Scan-to-PDF software for Linux?
I have a workflow whereby I scan paper documents into searchable PDFs using a Fujitsu ScanSnap S500 document scanner. I am not a great fan of the bundled software, but it's dead simple to use: place a stack of paper at the top, push the green button and a searchable PDF comes out.
Now, I'd like to do something similar on Linux (Ubuntu 10.10). The scanner is supported out of the box.
I've looked at gscan2pdf
and XSane
:
-
XSane
looks powerful, but not really suitable as a workflow solution; -
gscan2pdf
is a bit closer to the "push the button, get the PDF" ideal, but still not 100% there.
Any other software you can recommend (free or otherwise)?

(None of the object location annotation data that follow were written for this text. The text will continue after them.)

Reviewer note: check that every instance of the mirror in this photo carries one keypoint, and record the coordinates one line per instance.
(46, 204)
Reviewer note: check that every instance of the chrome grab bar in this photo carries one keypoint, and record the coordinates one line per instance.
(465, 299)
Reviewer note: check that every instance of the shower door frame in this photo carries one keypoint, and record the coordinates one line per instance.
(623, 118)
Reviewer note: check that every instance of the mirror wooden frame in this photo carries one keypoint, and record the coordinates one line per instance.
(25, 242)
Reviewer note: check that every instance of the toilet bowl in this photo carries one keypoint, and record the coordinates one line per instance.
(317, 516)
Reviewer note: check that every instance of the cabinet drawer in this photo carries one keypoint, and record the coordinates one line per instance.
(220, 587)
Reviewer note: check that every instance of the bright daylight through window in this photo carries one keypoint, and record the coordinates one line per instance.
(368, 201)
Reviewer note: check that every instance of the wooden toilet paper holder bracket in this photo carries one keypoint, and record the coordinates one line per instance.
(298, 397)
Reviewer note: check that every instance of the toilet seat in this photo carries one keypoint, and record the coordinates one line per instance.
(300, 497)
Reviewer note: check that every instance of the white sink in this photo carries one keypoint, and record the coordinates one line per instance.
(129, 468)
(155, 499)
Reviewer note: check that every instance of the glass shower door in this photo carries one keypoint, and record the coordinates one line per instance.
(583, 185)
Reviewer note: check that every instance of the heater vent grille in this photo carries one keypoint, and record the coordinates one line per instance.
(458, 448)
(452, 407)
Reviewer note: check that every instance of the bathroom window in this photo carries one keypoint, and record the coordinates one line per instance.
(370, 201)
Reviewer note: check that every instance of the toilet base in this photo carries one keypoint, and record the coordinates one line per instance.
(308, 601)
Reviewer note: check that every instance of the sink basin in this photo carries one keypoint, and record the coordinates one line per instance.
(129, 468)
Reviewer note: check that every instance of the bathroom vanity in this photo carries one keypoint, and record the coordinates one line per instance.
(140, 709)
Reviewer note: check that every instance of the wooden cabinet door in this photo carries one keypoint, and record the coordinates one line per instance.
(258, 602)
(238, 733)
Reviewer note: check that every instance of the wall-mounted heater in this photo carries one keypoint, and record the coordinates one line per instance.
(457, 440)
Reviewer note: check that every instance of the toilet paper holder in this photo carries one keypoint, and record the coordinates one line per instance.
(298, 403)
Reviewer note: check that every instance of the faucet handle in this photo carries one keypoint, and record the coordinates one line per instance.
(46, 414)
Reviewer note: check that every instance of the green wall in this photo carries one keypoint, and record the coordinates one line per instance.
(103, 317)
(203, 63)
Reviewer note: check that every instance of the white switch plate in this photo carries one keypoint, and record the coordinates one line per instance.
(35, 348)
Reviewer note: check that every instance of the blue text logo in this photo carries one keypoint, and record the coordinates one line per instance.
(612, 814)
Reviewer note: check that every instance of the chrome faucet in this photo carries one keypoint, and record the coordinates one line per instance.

Here are some things that I found when researching this earlier this year. Sorry, I can't post more than one hyperlink due to my limited rating, so you'll have to Google for the links.
gscan2pdf
A really good GUI system that can use various OCR engines for the backend. This probably will meet your one-touch solution (and digitxp already mentioned it).
Tesseract OCR Engine
Can be used with gscan2pdf.
- http://www.linuxjournal.com/article/9676
Ocropus
I didn't get very far with ocropus since it wasn't recognizing text without extensive training. It would probably be really good for books, but didn't work well for me with bills and such. YMMV.
Cuneiform
I had the best success with Cuneiform and was able to create searchable PDF's by scripting commands similar to the following workflow:
# extract images from scans
# (not shown)
# convert to black-and-white
optimize2bw -n -i nuance-test.png -o bw.bmp
# do the OCR process and generate an hOCR file
cuneiform -l eng -f hocr -o nuance-test.html bw.bmp
# reassemble the original image with the hOCR file to generate a new PDF
hocr2pdf -s -i nuance-test.png -o nuance-test.hocr.pdf < nuance-test.html
You will also need to install the exactimage package.
Various open-source projects for OCR'ing PDF's use Cuniform and hocr2pdf as well:
- WatchOCR
- Archivista
Let me know what you find out!